Alors je suis devenue Cathy et on s’est mis à m’aimer. On m’a de nouveau admirée comme lorsque j’étais au village. J’ai retrouvé ma fierté de jeune vierge. On attendait que je joue le jeu, que j’accepte les règles et que je me mette à nu comme toutes les jolies jeunes femmes. J’ai répondu présente et on m’a applaudie. Et le quatrième jour, je ne sais pas pourquoi, alors que tout s’arrangeait, je me suis effondrée. J’ai sangloté comme Jackie. Moi qui m’étais tant moquée d’elle et sa faiblesse, j’étais prise. Sa douleur m’est devenue familière, ses moments de détresse et de solitude insupportable. Je me suis assise sur le lit. J’aurais voulu avoir les jambes trop courtes pour toucher le sol, j’aurais voulu les balancer dans l’air et le bercer doucement. J’aurais voulu être une toute petite fille. Mes longues et interminables jambes, si adultes, si responsables me désespéraient en cet instant. Cela avait toujours été mon atout majeur dans la vie, ma beauté personnelle. Et la voilà qui devenait mon pire ennemi, mon bourreau. Je me les serai coupé si j’avais pu, pour être petite à jamais. Bien sûr que je me suis seulement contentée de m’allonger mollement sur mon lit et de m’endormir toute habillée dans mes larmes. John est rentré, je l’ai senti m’enlever mes escarpins et m’installer mieux. Je ne me suis même pas vraiment réveillée. Il a dû être surpris. J’ai les yeux grand ouverts dès qu’il me touche, il sait que je n’ai toujours pas confiance. C’était comme si j’avais trop bu, du moins je crois.

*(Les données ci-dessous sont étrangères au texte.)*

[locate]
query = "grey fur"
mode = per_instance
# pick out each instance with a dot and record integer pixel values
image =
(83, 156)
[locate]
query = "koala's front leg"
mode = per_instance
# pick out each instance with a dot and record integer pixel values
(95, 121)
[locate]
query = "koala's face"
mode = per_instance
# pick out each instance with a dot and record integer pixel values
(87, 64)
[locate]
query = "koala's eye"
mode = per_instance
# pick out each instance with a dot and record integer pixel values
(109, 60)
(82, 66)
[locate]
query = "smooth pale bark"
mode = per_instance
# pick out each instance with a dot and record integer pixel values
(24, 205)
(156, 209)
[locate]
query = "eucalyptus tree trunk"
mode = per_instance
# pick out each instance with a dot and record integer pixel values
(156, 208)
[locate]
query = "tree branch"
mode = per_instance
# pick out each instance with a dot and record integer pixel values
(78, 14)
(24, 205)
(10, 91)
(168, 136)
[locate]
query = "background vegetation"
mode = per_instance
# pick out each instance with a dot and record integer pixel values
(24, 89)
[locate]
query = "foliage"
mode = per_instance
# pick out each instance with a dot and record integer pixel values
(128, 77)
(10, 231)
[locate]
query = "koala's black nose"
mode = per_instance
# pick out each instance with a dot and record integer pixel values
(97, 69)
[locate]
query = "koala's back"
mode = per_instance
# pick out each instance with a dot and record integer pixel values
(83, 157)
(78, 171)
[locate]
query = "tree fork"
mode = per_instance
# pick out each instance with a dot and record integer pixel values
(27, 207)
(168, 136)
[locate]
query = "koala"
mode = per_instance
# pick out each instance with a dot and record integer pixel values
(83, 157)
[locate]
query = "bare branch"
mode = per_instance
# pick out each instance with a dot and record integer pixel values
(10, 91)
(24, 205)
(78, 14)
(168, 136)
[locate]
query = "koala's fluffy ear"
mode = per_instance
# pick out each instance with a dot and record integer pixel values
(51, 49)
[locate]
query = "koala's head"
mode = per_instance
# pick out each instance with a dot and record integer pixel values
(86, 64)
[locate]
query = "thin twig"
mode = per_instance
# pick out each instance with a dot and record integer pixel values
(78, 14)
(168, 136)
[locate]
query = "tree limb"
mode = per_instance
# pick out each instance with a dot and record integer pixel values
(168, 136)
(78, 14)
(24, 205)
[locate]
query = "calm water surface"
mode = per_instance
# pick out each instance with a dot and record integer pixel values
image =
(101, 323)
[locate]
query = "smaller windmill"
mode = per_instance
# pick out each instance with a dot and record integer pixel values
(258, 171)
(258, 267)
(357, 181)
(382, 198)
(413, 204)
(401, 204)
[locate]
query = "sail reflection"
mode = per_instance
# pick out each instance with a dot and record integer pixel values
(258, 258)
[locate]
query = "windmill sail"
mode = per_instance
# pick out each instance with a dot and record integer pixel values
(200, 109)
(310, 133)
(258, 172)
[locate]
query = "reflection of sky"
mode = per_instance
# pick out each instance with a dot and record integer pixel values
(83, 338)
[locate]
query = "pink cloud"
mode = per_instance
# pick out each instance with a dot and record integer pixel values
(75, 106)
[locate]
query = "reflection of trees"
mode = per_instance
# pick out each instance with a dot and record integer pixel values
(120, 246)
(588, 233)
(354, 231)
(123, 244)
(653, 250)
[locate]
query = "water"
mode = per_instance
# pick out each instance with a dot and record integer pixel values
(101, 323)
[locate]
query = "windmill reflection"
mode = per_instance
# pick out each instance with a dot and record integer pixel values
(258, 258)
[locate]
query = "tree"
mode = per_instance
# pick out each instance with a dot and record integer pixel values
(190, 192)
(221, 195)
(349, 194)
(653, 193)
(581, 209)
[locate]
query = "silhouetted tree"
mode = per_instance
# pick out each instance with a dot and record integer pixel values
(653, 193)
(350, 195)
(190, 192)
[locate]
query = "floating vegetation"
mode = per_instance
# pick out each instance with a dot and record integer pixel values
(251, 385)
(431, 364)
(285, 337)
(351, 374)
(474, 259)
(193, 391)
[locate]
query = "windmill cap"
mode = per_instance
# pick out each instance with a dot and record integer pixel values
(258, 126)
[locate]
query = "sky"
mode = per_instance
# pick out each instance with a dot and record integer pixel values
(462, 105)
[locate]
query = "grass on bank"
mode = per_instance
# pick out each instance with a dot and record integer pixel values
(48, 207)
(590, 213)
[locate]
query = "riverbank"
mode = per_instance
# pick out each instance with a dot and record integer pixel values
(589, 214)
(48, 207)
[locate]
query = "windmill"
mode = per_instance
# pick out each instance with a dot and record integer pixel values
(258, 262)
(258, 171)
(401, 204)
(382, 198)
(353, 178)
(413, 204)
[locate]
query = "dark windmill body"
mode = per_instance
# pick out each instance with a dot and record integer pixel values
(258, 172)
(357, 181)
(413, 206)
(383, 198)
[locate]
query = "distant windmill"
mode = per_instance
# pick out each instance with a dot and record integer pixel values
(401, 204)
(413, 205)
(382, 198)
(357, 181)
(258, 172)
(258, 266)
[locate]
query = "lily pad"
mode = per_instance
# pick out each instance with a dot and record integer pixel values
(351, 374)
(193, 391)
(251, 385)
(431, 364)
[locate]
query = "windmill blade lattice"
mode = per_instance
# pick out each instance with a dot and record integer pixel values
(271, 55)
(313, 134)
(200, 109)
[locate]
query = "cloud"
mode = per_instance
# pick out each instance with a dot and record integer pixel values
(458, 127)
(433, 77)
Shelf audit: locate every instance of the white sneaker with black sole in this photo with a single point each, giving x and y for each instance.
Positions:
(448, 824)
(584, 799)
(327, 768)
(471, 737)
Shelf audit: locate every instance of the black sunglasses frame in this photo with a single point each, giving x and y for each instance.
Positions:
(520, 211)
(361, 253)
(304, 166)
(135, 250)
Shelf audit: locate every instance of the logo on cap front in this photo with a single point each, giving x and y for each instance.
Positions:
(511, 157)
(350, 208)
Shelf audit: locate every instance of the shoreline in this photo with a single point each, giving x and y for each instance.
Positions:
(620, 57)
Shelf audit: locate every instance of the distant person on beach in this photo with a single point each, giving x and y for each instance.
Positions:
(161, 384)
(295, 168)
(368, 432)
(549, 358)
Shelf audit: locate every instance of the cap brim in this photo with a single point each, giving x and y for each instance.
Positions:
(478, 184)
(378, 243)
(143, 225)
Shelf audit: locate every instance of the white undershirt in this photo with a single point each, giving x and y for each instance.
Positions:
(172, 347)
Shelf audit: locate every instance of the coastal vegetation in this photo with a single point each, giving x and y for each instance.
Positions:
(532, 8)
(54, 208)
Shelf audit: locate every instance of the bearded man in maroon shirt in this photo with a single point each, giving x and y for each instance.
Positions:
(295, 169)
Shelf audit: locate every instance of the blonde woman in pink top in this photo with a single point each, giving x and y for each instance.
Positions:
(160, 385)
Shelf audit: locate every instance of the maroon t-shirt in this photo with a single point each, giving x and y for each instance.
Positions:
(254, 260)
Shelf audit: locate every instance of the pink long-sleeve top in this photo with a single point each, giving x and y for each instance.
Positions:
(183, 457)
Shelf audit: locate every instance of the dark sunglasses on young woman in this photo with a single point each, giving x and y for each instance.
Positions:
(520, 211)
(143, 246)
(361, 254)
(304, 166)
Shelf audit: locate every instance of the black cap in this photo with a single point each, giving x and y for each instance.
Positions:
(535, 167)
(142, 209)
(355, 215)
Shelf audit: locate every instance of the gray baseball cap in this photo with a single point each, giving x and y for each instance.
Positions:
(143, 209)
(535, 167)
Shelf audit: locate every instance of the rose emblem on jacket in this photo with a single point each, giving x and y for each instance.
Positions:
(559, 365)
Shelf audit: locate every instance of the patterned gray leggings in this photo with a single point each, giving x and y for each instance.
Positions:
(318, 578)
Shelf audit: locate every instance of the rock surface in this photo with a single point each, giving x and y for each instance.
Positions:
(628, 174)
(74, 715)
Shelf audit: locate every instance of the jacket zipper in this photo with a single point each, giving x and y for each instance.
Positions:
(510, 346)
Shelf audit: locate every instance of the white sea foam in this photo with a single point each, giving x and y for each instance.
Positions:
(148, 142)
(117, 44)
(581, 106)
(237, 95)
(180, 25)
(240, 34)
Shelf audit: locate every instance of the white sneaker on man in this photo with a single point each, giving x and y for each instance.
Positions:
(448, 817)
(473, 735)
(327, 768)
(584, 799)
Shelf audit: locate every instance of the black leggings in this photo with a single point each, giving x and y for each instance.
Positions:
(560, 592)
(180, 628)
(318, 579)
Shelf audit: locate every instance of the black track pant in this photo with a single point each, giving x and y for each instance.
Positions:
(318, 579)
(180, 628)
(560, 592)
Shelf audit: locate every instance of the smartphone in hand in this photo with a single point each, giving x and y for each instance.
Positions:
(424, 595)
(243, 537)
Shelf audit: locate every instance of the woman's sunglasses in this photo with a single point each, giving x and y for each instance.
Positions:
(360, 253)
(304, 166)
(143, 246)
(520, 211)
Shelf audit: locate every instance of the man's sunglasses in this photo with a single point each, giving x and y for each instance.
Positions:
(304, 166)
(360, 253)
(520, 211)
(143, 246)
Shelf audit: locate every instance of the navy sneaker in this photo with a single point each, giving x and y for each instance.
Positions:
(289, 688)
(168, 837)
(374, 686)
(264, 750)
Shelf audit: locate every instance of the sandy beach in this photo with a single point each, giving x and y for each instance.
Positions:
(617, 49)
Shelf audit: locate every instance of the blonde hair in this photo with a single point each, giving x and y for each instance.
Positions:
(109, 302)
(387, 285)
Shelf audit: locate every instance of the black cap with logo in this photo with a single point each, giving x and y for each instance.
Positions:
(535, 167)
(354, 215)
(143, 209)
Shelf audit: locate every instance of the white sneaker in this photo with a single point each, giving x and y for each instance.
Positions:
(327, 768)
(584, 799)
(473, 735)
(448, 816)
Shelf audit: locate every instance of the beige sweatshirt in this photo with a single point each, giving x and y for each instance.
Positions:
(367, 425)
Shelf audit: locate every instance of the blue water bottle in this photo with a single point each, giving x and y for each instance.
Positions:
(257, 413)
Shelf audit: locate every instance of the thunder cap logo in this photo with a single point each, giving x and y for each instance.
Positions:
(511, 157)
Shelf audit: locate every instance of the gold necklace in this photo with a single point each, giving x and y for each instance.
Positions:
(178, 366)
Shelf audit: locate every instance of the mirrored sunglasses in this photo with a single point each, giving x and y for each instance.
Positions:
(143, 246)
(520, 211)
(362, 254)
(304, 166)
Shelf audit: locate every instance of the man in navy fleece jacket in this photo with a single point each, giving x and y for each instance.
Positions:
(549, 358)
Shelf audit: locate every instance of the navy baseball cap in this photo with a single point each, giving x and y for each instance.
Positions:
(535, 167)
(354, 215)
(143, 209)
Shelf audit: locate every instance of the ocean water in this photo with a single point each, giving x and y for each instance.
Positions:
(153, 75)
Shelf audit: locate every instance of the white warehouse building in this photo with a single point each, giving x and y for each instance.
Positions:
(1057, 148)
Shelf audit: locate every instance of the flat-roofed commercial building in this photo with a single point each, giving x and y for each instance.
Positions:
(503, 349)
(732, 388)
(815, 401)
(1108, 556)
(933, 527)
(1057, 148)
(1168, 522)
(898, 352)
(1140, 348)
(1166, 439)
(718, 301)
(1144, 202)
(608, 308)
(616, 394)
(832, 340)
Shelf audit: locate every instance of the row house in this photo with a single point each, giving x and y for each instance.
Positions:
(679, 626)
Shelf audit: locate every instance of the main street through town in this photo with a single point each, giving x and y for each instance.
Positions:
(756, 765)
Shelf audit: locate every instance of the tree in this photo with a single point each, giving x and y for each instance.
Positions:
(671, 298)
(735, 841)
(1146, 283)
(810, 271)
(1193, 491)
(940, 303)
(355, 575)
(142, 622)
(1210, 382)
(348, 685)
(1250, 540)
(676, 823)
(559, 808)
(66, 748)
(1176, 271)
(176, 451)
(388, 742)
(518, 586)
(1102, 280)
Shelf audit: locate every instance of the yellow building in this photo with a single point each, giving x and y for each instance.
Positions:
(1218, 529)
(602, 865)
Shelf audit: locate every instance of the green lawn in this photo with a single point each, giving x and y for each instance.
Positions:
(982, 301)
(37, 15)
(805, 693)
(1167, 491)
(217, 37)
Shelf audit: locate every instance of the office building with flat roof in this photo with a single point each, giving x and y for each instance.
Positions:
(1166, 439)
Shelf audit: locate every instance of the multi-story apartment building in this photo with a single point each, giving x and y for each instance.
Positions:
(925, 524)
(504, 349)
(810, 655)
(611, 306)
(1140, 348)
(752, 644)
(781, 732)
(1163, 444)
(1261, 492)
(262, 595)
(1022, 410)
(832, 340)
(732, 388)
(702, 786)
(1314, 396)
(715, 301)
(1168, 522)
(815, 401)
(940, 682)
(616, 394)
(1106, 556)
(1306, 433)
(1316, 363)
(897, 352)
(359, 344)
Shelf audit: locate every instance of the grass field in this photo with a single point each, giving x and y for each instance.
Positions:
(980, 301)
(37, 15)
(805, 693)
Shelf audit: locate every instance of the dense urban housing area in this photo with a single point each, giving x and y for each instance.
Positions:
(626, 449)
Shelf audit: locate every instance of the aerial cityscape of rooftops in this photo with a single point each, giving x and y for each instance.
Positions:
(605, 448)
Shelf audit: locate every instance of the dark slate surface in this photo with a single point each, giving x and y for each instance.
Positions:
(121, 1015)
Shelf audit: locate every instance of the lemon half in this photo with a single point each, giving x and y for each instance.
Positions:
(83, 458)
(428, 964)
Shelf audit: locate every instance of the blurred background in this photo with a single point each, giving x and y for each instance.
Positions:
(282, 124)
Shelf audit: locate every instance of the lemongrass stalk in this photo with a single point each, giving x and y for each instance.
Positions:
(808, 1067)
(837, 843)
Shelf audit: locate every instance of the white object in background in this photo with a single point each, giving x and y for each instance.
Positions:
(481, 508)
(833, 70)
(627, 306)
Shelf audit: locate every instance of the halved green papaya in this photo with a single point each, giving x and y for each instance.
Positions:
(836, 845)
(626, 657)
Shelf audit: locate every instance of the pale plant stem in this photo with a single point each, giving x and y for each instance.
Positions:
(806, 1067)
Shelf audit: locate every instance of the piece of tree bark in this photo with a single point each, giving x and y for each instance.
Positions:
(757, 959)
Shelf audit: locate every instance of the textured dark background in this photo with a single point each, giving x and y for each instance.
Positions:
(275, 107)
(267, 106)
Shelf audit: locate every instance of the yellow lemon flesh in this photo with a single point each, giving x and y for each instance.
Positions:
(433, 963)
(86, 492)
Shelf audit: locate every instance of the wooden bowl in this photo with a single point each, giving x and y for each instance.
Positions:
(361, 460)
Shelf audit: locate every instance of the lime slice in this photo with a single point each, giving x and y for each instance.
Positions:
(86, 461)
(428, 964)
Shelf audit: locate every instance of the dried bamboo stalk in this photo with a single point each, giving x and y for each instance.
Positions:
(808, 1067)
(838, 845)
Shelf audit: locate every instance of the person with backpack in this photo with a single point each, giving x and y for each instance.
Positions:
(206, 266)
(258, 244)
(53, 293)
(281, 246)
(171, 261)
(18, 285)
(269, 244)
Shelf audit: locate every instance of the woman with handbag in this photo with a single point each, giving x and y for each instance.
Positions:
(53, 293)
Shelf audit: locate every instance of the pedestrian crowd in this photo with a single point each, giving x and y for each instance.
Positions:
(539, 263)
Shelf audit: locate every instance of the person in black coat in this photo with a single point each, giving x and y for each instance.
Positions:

            Cette nuit-là, j’ai rêvé d’Yvan plus intensément encore que d’habitude. Je me souviens après plusieurs années de ce qu’il disait :
Regarde-toi !
Regarde bien !
Te voilà bel et bien vivante.
Tu n’es pas fidèle à l’enfant que tu as été ?
Mais voyons ! Tu ne seras plus jamais cette enfant.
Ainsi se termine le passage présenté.